Getting all production switched over to EVs is also just the first step. There are lots of older cars out there. In the US, the average age of cars on the road is 11 years, that means half the US fleet is older than 11 years. A large percentage of those people driving cars older than 11 years don't have the money to buy anything newer. Without some kind of major incentive to replace their old car, they will be driving the ICE cast offs from people who have converted to EVs. The overall fleet will get cheaper, but the poorer people will still be driving ICE for a long time to come.
This article is a pie in the sky dream. The logistics of reality makes the adoption curve much longer.
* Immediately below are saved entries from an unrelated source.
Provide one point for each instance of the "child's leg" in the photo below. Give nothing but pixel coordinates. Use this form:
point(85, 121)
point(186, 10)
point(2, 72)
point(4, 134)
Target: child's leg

It's all doable. There are no technological or scientific barriers that need to be crossed before it becomes possible. 20 years ago before li-ion batteries became as good as they are now, it would have been impossible to base an electric future on the tech in the EV1, even if Chevron didn't mess with the patents for nickel-metal-hydride battery tech.
The pieces of tech needed to make this happen are here now, it's just the logistics of making it happen in one of the largest segments of the economies of every industrialized country is huge and isn't going to happen quickly.
Tesla is showing the world how to scale up this tech. Without Tesla pretty much proving that the Model 3 could be brought to market (not there yet, but very close) in volume at an attractive price point, nobody would take it on. Ultimately it will be consumer demand that drives the switch. The other car companies will get serious when their customers start demanding electric cars. Tesla has already done that in the European luxury car market which is why the European luxury car makers are taking Tesla the most serious right now. They can see Tesla moving down market and it will eat their bread and butter products like it ate their high end products.
The rest of the car industry is unwilling to learn the lesson from the Europeans and are continuing to predict the imminent demise of Tesla. Bob Lutz was on CNBC a few days ago predicting Tesla was toast any day now. You'd think someone who had been a CEO would know something about the difference between gross and net profits, but GM did go bankrupt on his watch too.
Demand will likely be way ahead of the ability of the industry to deliver though. Right now demand for non-Tesla EVs is soft because they are not very compelling as cars. But if the ones that don't start making compelling EVs when their customers start asking for Tesla-like EVs will go out of business.